Because of the uniqueness of his trademark pitch, the knuckleball, Wakefield has always had to have his own catcher take up a roster spot. This has hampered his versatility, especially in the playoffs, as its hard to expect Jason Varitek to catch him in a relief role, so if you bring in Wakefield in long relief in the playoffs, in years past, you would have had to bring in Doug Mirabelli or Kevin Cash. The Sox seem to be in the process of getting away from this this year as George Kottaras appears to be more than just Wakefield's caddy.
Whether you love him or hate him, Wakefield is making history with the Red Sox. Since his arrival in 1995, he has compiled 165 wins which has him firmly entrenched in third place on the All-Time Red Sox Wins list. That means that Wakefield has won more games in a Red Sox uniform than Luis Tiant, Bruce Hurst, Pedro Martinez, Lefty Grove, and Mel Parnell. Pretty good company. Conversely, ammo for the haters, Wakefield has suffered defeat 146 times which places him FIRST on the All-Time list. His durability is exhibited in the fact that he trails only Bob Stanley in appearances for a Red Sox pitcher.

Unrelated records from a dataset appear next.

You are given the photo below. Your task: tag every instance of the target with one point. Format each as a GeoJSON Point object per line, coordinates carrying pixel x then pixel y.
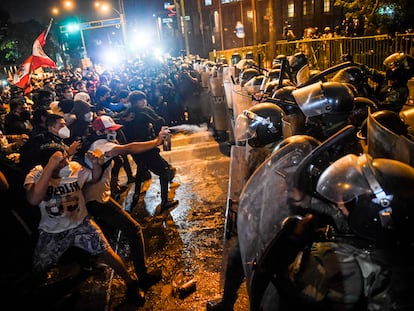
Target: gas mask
{"type": "Point", "coordinates": [65, 171]}
{"type": "Point", "coordinates": [111, 135]}
{"type": "Point", "coordinates": [88, 117]}
{"type": "Point", "coordinates": [64, 132]}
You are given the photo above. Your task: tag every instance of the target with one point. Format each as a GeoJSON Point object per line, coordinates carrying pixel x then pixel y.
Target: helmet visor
{"type": "Point", "coordinates": [243, 131]}
{"type": "Point", "coordinates": [343, 180]}
{"type": "Point", "coordinates": [311, 100]}
{"type": "Point", "coordinates": [246, 125]}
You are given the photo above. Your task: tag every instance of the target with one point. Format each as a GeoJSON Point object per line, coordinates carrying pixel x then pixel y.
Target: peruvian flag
{"type": "Point", "coordinates": [22, 80]}
{"type": "Point", "coordinates": [39, 57]}
{"type": "Point", "coordinates": [36, 60]}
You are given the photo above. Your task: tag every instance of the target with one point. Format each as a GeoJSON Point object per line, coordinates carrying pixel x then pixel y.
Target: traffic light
{"type": "Point", "coordinates": [70, 27]}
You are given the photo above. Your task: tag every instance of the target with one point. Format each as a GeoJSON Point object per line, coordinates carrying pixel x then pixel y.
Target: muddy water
{"type": "Point", "coordinates": [186, 242]}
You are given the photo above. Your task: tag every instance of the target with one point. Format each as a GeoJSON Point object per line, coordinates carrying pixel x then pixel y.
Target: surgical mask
{"type": "Point", "coordinates": [64, 132]}
{"type": "Point", "coordinates": [65, 171]}
{"type": "Point", "coordinates": [68, 95]}
{"type": "Point", "coordinates": [69, 118]}
{"type": "Point", "coordinates": [111, 135]}
{"type": "Point", "coordinates": [88, 117]}
{"type": "Point", "coordinates": [25, 115]}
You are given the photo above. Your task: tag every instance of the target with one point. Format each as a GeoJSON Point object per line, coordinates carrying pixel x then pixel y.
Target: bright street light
{"type": "Point", "coordinates": [105, 7]}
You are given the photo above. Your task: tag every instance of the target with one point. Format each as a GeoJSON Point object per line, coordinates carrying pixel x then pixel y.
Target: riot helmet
{"type": "Point", "coordinates": [261, 125]}
{"type": "Point", "coordinates": [388, 119]}
{"type": "Point", "coordinates": [324, 98]}
{"type": "Point", "coordinates": [392, 121]}
{"type": "Point", "coordinates": [248, 74]}
{"type": "Point", "coordinates": [352, 75]}
{"type": "Point", "coordinates": [399, 67]}
{"type": "Point", "coordinates": [299, 68]}
{"type": "Point", "coordinates": [375, 195]}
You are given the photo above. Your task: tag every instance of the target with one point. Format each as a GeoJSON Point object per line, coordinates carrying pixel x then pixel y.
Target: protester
{"type": "Point", "coordinates": [104, 208]}
{"type": "Point", "coordinates": [142, 123]}
{"type": "Point", "coordinates": [57, 131]}
{"type": "Point", "coordinates": [55, 187]}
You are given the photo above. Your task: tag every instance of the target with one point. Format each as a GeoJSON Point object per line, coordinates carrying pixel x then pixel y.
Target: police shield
{"type": "Point", "coordinates": [262, 208]}
{"type": "Point", "coordinates": [384, 143]}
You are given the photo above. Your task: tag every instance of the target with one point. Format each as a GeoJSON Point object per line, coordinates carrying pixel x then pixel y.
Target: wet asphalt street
{"type": "Point", "coordinates": [186, 242]}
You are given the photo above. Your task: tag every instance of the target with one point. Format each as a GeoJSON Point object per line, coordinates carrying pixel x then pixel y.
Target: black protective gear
{"type": "Point", "coordinates": [375, 192]}
{"type": "Point", "coordinates": [266, 133]}
{"type": "Point", "coordinates": [248, 74]}
{"type": "Point", "coordinates": [399, 67]}
{"type": "Point", "coordinates": [298, 68]}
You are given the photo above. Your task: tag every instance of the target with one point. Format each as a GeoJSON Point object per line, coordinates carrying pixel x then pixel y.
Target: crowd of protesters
{"type": "Point", "coordinates": [73, 125]}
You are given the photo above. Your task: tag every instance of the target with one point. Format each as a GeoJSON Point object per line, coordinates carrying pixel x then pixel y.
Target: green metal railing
{"type": "Point", "coordinates": [323, 53]}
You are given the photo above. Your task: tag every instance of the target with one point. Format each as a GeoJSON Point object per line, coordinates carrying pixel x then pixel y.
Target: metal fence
{"type": "Point", "coordinates": [323, 53]}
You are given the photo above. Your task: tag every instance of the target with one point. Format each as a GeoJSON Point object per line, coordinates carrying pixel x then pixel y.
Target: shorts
{"type": "Point", "coordinates": [51, 246]}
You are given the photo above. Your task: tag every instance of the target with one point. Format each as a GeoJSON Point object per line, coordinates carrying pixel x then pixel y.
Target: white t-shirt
{"type": "Point", "coordinates": [63, 207]}
{"type": "Point", "coordinates": [100, 191]}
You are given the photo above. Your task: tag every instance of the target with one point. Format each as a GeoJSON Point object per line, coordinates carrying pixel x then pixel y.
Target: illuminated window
{"type": "Point", "coordinates": [326, 6]}
{"type": "Point", "coordinates": [308, 7]}
{"type": "Point", "coordinates": [291, 9]}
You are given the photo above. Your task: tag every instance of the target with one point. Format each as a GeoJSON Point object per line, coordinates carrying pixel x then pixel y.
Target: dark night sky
{"type": "Point", "coordinates": [24, 10]}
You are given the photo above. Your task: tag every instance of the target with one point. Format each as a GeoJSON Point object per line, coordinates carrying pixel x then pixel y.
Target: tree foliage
{"type": "Point", "coordinates": [388, 15]}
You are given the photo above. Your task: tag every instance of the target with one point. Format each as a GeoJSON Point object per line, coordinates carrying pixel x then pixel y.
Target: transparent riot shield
{"type": "Point", "coordinates": [265, 202]}
{"type": "Point", "coordinates": [383, 143]}
{"type": "Point", "coordinates": [264, 205]}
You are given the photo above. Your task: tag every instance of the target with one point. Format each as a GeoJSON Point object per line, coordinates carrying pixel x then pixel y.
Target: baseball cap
{"type": "Point", "coordinates": [102, 123]}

As Wake takes the mound tonight, fans in the stands will be feeling all of these emotions. We will see a person who has been a class act both on and off the field. We will see an athlete who answers the bell and accepts responsibility for the results of the game that he has just pitched in. We will witness a man who accepted below market money so he and his family can continue to enjoy the life that they have built for themselves in this city. On the other hand, we will also observe the man who, at times, has frustrated us, especially in the post season. We don't understand the pitch so, therefore, we don't understand the man.
Is it time to hang it up? Clearly, based on his last performance against the Oakland A's, not yet. Despite the occasional frustrations provided by Wakefield, we have been fortunate over the past 15 seasons to have had the opportunity to watch an athlete who is a class act both on and off the field and who places the fortunes of the Red Sox above his own. Love him or hate him, watching a Wakefield start is always and event and I'm sure tonight's will be no different.